三生从树上跃下,想与花神唠唠嗑,但因着酒劲儿缠身手脚无力,便仿似从树枝上坠落下来一样。花神见状,连忙伸手来接,将她抱了个满怀。
落下的时候,衣袂翻飞之间,仿似有温热的唇瓣擦过她的脸颊,三生没什么感觉,只是扶住花神的胳膊,从花神的怀抱里站了出来:“多谢美人儿了,哎,花神姑娘,你的胳膊还挺结实。”
花神脸色涨得通红:“我……我是新来的花神。”
嗯?新来的?
“你长得好漂亮。”三生抓了花神的衣襟,往对方脸上凑去。花神满面通红地看着越靠越近的三生,声音有些发抖:“姑、姑娘……我、我……”
“别动,让我好好看看你。这五官好生值得探究。”
花神想要推开三生,可她身上的梅花香令他忍不住沉迷。这是谁家仙姑?这么直率……刚才触碰她的脸颊的唇瓣,还留有她脸颊上的余温……
“三生。”旁边却倏地传来一声微厉的呵斥。
三生一转头,但见陌溪面容冷淡地站在一边。
三生下意识地有点怵陌溪发火,此时看他的眼中似有火光在往外冒,忍不住抖了一下。花神见状,立即挡在三生面前:“这位仙友……”
陌溪看也没看他一眼,只对三生道:“过来。”
三生挠了挠头,正要向陌溪走去,花神却一把将三生的手腕抓住:“姑娘你莫要受他胁迫。”
陌溪眯起了眼:“胁迫?”
三生摆了摆手:“不是胁迫不是胁迫,那是我夫君呢。”
花神闻一怔,手掌便不由自主地松开了。三生全然未觉场面的尴尬,转头便对陌溪道:“陌溪,这是新来的花神,这姑娘好生漂亮,唇瓣也软软的,刚才我碰了一下呢。”

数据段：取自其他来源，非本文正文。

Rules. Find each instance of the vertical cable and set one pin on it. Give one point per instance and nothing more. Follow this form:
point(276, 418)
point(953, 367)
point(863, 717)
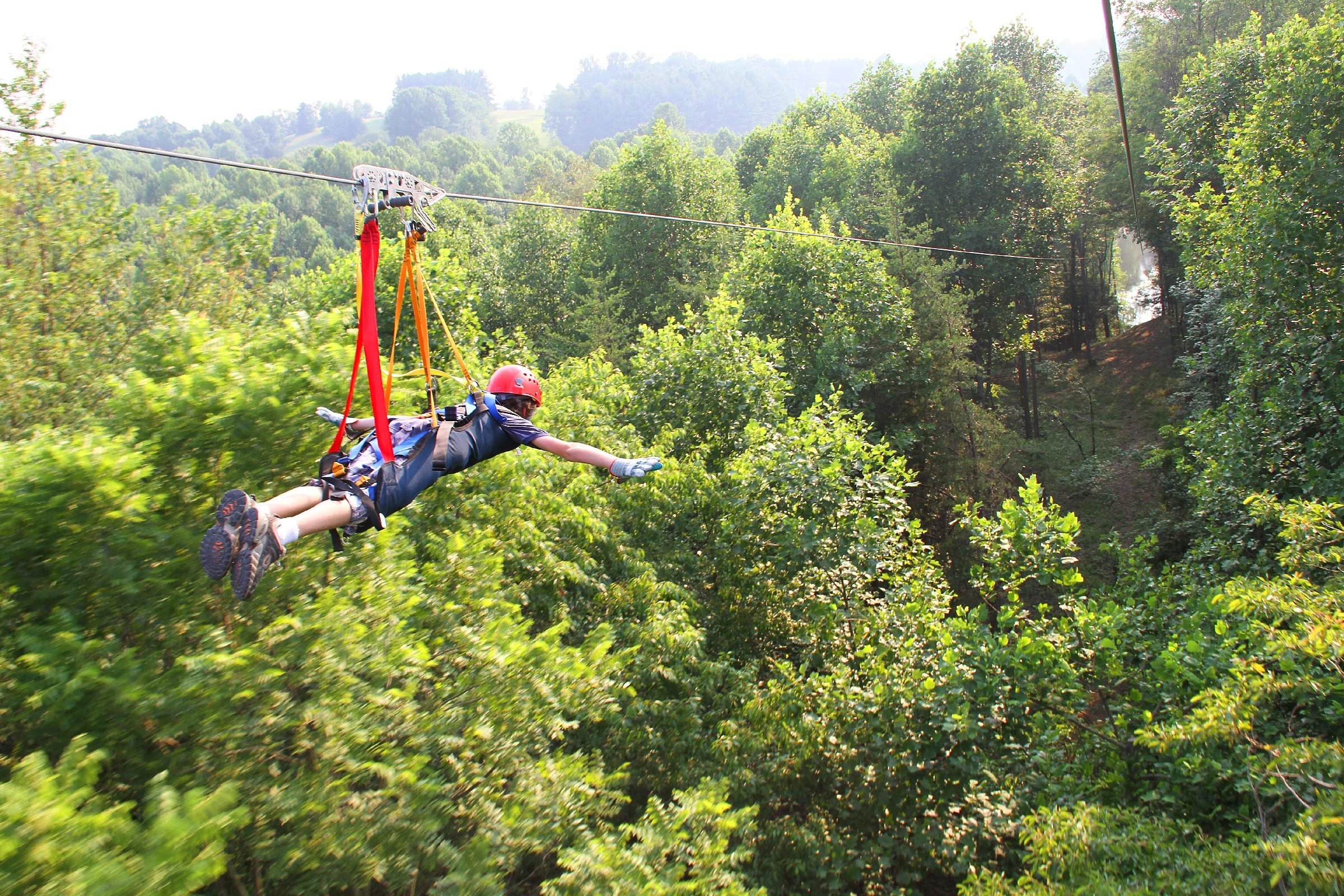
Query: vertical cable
point(1120, 102)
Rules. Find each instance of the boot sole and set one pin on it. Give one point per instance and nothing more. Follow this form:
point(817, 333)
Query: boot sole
point(221, 543)
point(242, 575)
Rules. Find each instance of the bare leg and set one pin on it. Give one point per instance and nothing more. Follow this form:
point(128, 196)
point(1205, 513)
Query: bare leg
point(295, 501)
point(327, 515)
point(308, 510)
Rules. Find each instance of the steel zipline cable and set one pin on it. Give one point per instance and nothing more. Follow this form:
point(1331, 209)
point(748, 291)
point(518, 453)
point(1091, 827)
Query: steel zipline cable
point(350, 182)
point(1120, 104)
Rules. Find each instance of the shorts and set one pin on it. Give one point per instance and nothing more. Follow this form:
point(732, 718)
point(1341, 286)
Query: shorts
point(358, 512)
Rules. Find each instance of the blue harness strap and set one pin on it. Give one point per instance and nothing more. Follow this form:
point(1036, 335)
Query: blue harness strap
point(488, 401)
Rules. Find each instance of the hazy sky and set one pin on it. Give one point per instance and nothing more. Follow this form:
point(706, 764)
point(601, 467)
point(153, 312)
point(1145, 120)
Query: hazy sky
point(116, 63)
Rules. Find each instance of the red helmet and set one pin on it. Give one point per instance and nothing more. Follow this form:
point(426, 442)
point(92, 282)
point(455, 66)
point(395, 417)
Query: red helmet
point(515, 379)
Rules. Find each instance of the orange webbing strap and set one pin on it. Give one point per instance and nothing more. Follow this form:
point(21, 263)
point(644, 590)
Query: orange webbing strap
point(472, 386)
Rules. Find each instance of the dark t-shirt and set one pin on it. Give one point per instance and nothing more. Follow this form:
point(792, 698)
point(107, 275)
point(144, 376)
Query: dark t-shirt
point(472, 441)
point(483, 437)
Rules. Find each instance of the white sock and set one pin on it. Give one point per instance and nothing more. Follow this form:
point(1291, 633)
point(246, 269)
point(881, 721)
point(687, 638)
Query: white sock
point(287, 531)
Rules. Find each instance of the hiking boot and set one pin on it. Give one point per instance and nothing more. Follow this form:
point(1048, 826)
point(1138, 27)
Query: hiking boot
point(257, 550)
point(221, 542)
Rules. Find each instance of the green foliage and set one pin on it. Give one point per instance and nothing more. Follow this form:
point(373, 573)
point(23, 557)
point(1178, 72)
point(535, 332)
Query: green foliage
point(684, 847)
point(652, 268)
point(1092, 850)
point(1032, 540)
point(608, 100)
point(752, 672)
point(704, 381)
point(1267, 248)
point(57, 836)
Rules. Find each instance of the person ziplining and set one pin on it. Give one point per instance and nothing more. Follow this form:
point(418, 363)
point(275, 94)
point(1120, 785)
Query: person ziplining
point(400, 457)
point(250, 535)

再没让三生多说一句话,陌溪脸色一黑,三生的身体便不由自主地往陌溪那方飘了过去。
被熟悉的臂膀抱在怀里,三生呆怔地望着陌溪的侧脸:“你不高兴吗?是不是有人欺负你啊?我帮你欺负回去。”
陌溪隐忍地微微闭上了眼,压制住情绪,再一睁眼,却是无奈大过愤怒:“让你不要喝多。”
他将三生抱在怀里,没再瞥那花神一眼,转身回了府邸。
三生便在回程的路上就这般睡着了,再醒来的时候,隐隐记起了昨天发生的事情,她没提,陌溪便也没再提,他俩本打算把这事儿糊弄过去,不承想……
另外一个当事人却放不开似的,上门请罪来了。
他初上任,去中秋宴去得晚了,未识得人,不小心冒犯了战神,轻薄了三生,万分抱歉,悔得在大堂里长跪不起。
这就尴尬了。
三生看看在堂前跪着的男子,又看了看自己夫君难得黑得彻底的脸。
“那啥,你就起来吧,我尴尬。”她直道。
花神没有抬头看她,直到陌溪开了口:“我心疼府外的梅林,每日维持花开不败,挺浪费神力的,花神日后可方便为我打理?”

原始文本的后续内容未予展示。